Повар был поражен, как громом: погрустил, переменился в лице, стал седеть и… русский человек — принялся попивать. Дела свои повел он спустя рукава, Английский клуб ему отказал… В год времени он все спустил: от капитала, приготовленного для взноса, до последнего фартука. Жена побилась, побилась с ним да и пошла в няньки куда-то в отъезд…

После смерти Сенатора мой отец дал ему тотчас отпускную; это было поздно и значило сбыть его с рук; он так и пропал»{17}.

«Прекрасный крепостной повар» И. С. Тургенева Степан, купленный за тысячу рублей, отказался от предложенной ему вольной{18}.
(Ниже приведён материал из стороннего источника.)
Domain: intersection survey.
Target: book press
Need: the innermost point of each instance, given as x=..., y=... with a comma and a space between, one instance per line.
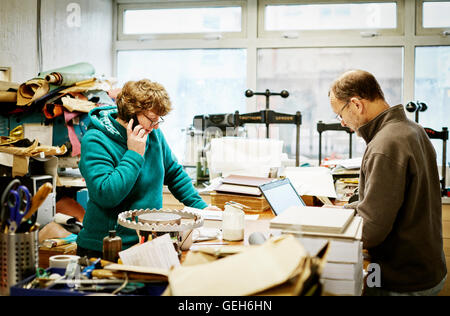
x=209, y=126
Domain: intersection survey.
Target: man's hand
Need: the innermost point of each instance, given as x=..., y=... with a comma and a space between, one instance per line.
x=137, y=138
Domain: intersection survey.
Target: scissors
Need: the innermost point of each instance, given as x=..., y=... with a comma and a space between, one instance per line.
x=19, y=202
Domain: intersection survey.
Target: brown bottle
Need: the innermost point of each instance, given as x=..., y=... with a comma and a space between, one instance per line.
x=112, y=245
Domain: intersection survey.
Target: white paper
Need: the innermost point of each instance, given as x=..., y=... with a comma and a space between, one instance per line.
x=314, y=181
x=157, y=253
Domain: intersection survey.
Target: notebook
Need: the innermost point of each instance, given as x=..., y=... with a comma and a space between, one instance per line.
x=281, y=195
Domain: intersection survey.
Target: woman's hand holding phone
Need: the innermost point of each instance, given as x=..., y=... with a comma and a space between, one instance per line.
x=136, y=136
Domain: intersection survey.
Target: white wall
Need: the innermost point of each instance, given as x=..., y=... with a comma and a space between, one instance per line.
x=62, y=44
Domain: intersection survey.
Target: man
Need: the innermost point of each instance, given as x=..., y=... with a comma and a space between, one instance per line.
x=399, y=190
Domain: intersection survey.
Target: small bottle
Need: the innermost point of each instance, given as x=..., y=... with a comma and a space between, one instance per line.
x=233, y=220
x=112, y=245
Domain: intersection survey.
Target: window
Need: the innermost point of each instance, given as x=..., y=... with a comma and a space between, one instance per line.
x=379, y=17
x=432, y=86
x=433, y=17
x=307, y=73
x=199, y=81
x=154, y=21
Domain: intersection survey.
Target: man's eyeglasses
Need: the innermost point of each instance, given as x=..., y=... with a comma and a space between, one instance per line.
x=338, y=116
x=160, y=121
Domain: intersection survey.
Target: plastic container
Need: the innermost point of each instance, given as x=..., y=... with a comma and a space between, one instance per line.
x=233, y=221
x=112, y=245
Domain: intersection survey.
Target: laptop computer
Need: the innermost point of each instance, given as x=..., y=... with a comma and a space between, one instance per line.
x=280, y=194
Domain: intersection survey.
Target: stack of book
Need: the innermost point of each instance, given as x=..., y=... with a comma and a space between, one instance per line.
x=241, y=189
x=314, y=226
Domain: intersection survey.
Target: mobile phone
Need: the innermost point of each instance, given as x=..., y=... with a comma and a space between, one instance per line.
x=135, y=122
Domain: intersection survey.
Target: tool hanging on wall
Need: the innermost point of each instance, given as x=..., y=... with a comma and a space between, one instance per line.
x=416, y=107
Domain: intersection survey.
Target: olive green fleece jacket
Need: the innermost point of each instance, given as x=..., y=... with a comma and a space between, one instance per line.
x=119, y=179
x=400, y=203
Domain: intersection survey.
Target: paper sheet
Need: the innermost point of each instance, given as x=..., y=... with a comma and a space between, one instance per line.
x=216, y=215
x=158, y=253
x=243, y=156
x=314, y=181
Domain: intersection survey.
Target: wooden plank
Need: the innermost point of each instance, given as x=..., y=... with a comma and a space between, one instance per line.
x=447, y=247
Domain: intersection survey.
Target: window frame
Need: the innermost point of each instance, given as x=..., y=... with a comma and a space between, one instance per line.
x=420, y=30
x=122, y=7
x=252, y=41
x=399, y=30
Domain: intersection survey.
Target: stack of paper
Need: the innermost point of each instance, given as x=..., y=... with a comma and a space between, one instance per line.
x=313, y=181
x=343, y=271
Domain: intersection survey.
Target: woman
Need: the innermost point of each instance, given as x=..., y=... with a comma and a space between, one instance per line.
x=125, y=161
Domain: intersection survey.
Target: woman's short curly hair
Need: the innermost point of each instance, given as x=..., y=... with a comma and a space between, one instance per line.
x=143, y=95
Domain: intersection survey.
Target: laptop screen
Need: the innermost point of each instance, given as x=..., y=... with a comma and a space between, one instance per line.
x=281, y=195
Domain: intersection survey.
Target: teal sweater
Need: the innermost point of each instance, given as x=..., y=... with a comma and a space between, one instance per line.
x=119, y=179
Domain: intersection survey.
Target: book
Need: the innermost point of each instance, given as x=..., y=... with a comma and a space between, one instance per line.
x=246, y=180
x=255, y=203
x=307, y=219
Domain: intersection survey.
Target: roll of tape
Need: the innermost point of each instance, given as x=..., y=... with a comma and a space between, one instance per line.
x=61, y=261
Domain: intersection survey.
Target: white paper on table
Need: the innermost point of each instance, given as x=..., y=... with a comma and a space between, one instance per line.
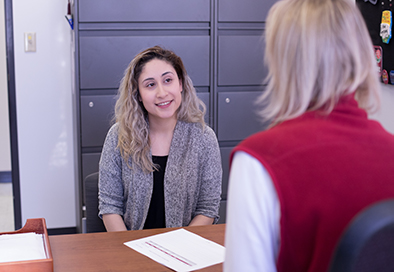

«Слово "купить" вызвало бы теперь смех или раздражение, но тогда оно, как обычное выражение, не удивляло даже самых ревностных противников крепостного права. Дело не в слове, а в чувстве, с которым оно произносится, и в мысли, которая с ним сопрягается. Заключать отсюда о барстве или аристократизме не следует. Тот же самый Тургенев, довольный "купленным" поваром за отлично приготовленный обед, в конце стола позвал его, выпил за его искусство и поднес ему самому бокал шампанского»{19}.